[dane-pgp]

> anybody can add their own signing key

That's assuming the hardware supports it. I'm imagining a (very likely) world where devices will either no longer support self-generated keys, or where using such keys makes your device unable to access the mobile network or the internet. (The latter sort of device might in theory be buildable, and run Debian just fine, but I don't think it would have enough buyers for a manufacturer to waste money on producing it).

> If not, it's tivoization, and it breaches GPL.

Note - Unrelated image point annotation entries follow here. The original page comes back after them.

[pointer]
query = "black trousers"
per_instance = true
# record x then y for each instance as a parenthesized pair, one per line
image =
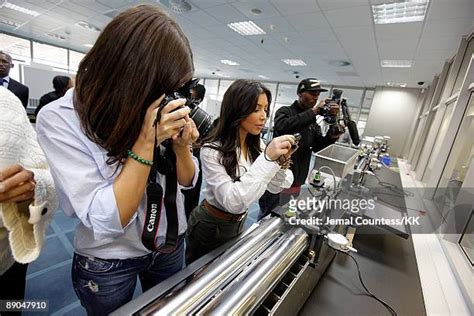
(13, 283)
(206, 232)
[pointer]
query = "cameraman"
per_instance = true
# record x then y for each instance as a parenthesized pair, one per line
(300, 117)
(191, 196)
(100, 142)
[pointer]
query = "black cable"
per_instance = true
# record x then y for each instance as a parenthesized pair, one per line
(386, 305)
(392, 187)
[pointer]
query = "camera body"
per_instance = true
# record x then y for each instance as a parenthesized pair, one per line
(201, 118)
(329, 116)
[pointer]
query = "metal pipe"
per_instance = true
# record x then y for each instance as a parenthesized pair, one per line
(247, 292)
(219, 272)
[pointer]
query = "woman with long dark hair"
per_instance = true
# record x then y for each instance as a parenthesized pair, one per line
(237, 168)
(100, 140)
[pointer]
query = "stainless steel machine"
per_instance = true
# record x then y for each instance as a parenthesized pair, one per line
(270, 270)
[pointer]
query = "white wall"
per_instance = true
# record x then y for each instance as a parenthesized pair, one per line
(392, 114)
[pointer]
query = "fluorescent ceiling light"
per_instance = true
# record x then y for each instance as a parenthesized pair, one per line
(64, 70)
(396, 84)
(229, 62)
(56, 36)
(8, 22)
(246, 28)
(400, 12)
(87, 26)
(396, 63)
(222, 75)
(294, 62)
(18, 8)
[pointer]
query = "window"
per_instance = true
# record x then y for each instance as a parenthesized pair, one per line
(18, 48)
(286, 96)
(50, 55)
(74, 60)
(210, 103)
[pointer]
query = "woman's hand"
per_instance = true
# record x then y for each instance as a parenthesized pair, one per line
(280, 146)
(16, 184)
(171, 121)
(188, 135)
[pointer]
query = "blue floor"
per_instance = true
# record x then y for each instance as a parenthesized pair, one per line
(49, 277)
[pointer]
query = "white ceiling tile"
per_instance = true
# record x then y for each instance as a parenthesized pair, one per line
(341, 4)
(314, 22)
(436, 54)
(290, 7)
(348, 36)
(111, 4)
(398, 30)
(433, 43)
(448, 27)
(201, 18)
(226, 14)
(76, 8)
(397, 49)
(275, 24)
(323, 37)
(268, 10)
(355, 16)
(449, 9)
(204, 4)
(361, 34)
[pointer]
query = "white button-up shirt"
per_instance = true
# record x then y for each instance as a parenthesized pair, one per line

Contracts (and software licences) cannot override the law. If a government wants to ban self-generated keys (and/or make anti-Tivoization clauses unenforceable), then it can easily do so, and make all "Debian phones" either not feel like Debian, or not feel like phones.

[goodpoint]

> Contracts (and software licences) cannot override the law

I never said they could.

> If a government wants to ban self-generated keys (and/or make anti-Tivoization clauses unenforceable), then it can easily do so

Wrong. That would require abandoning copyright enforcement.

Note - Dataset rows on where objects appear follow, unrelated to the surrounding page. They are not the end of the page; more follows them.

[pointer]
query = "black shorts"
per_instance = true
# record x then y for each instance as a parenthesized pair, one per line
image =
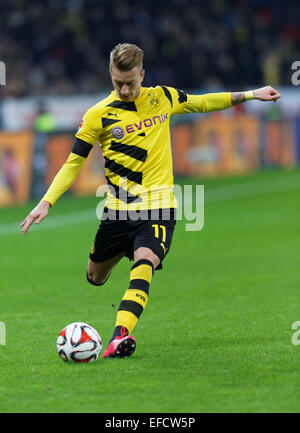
(121, 231)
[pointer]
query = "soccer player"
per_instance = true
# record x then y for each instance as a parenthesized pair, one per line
(132, 127)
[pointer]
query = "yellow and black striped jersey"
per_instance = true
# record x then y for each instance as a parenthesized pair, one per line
(135, 140)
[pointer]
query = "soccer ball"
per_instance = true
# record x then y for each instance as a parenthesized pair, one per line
(79, 342)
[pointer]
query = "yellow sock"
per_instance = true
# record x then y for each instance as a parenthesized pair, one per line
(135, 298)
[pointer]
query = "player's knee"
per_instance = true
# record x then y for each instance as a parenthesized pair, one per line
(95, 281)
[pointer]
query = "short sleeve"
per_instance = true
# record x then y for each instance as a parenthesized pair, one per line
(90, 127)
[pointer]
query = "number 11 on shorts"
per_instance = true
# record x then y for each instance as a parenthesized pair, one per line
(156, 231)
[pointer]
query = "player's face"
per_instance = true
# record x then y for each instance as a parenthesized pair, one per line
(127, 84)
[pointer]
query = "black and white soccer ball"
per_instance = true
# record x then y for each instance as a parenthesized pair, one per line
(79, 342)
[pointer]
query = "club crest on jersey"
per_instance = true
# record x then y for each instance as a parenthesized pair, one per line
(153, 99)
(118, 132)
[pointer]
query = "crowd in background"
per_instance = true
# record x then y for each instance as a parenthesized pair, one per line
(62, 47)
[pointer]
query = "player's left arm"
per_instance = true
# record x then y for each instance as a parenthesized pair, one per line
(219, 101)
(266, 93)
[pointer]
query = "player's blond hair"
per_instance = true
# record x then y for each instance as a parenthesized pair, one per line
(126, 56)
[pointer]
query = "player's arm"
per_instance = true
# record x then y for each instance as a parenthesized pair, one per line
(66, 175)
(62, 181)
(184, 103)
(266, 93)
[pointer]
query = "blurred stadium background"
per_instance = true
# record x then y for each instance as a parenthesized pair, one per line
(56, 58)
(217, 333)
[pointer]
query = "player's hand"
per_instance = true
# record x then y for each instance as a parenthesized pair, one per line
(37, 214)
(266, 94)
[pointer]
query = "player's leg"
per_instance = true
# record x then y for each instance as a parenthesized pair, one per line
(99, 272)
(135, 298)
(150, 248)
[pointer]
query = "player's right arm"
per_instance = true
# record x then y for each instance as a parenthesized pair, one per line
(86, 137)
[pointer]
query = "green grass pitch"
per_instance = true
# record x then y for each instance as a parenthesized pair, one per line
(216, 335)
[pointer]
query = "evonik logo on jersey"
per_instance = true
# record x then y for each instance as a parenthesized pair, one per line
(146, 123)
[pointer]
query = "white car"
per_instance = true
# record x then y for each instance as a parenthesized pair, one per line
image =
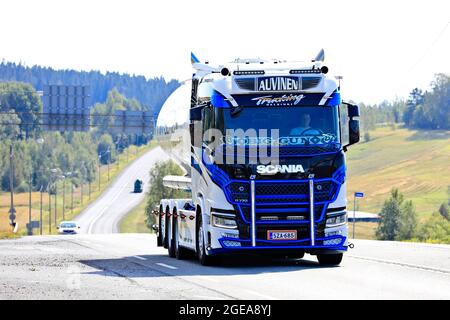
(68, 227)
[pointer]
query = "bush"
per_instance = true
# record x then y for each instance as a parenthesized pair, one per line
(23, 187)
(398, 219)
(436, 230)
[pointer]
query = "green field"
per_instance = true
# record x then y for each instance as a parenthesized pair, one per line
(21, 199)
(415, 162)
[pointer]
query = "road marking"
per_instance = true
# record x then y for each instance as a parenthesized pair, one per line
(166, 266)
(415, 266)
(209, 279)
(260, 295)
(208, 297)
(115, 197)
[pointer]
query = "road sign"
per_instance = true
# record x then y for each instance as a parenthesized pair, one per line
(66, 108)
(34, 224)
(12, 214)
(133, 122)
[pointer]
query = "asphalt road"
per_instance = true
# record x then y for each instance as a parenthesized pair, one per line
(104, 214)
(130, 266)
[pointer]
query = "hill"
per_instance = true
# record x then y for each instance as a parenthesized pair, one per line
(415, 162)
(150, 92)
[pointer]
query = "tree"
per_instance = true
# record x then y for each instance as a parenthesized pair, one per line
(158, 191)
(407, 222)
(415, 99)
(22, 99)
(444, 211)
(390, 216)
(435, 229)
(398, 218)
(106, 149)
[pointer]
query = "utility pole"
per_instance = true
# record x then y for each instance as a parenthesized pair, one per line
(30, 229)
(81, 191)
(12, 210)
(99, 176)
(64, 198)
(71, 198)
(109, 159)
(49, 209)
(40, 213)
(56, 208)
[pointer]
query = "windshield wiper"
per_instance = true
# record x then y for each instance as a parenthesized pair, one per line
(235, 111)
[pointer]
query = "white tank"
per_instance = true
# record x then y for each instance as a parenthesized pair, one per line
(172, 126)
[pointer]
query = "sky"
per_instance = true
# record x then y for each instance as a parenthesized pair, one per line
(382, 49)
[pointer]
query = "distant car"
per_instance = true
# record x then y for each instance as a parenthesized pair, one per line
(68, 227)
(138, 186)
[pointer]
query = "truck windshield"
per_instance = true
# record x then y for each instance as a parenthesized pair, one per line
(315, 125)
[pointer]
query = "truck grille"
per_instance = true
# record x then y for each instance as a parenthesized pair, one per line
(281, 193)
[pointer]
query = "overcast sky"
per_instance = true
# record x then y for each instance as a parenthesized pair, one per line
(383, 49)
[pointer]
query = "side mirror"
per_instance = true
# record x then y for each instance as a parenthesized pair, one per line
(353, 124)
(195, 131)
(353, 128)
(195, 114)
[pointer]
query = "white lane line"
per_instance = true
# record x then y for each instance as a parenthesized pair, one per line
(260, 295)
(208, 297)
(209, 279)
(166, 266)
(402, 264)
(91, 225)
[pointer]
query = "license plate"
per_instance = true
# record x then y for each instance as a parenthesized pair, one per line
(282, 235)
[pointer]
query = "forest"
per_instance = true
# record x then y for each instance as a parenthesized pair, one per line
(151, 93)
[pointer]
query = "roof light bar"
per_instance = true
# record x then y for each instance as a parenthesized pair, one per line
(306, 71)
(248, 72)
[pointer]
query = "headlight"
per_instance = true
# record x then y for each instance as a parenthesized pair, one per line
(223, 222)
(336, 220)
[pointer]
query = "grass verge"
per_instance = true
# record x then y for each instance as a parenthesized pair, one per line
(81, 198)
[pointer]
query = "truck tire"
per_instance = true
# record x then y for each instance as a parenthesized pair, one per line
(204, 259)
(330, 259)
(166, 230)
(171, 240)
(159, 238)
(180, 252)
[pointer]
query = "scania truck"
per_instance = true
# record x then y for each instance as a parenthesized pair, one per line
(263, 146)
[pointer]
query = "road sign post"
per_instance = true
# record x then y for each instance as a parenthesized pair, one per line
(356, 195)
(12, 210)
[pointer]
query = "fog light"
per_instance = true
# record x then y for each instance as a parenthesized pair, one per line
(336, 220)
(229, 235)
(229, 243)
(333, 242)
(223, 222)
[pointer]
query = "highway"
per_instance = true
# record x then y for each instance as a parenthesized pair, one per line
(130, 266)
(105, 213)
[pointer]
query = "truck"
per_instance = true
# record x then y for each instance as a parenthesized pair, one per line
(262, 143)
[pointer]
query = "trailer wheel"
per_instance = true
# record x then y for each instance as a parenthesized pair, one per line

Tivoization breaches the GPL. When a license is in breach, integrators, developers and users have no right to use such software.

[dane-pgp]

> That would require abandoning copyright enforcement.

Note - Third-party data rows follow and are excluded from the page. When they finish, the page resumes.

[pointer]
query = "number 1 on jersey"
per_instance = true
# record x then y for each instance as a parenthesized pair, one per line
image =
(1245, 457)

Who do you think writes copyright laws?

Obviously I'm not suggesting a government would just abandon the entire concept of copyright, but it could amend its copyright law to say that a copyright holder cannot claim (in court) that their proprietary rights were breached solely due to a defendant applying "security measures" to prevent software tampering.

That would be grossly unfair to people whose code is then used in ways that go against their wishes, but government policies don't have to be fair. (For the avoidance of doubt, I'm not accusing you of saying that they have to be fair, I'm just providing some obvious context to help make my position clearer to anyone reading this).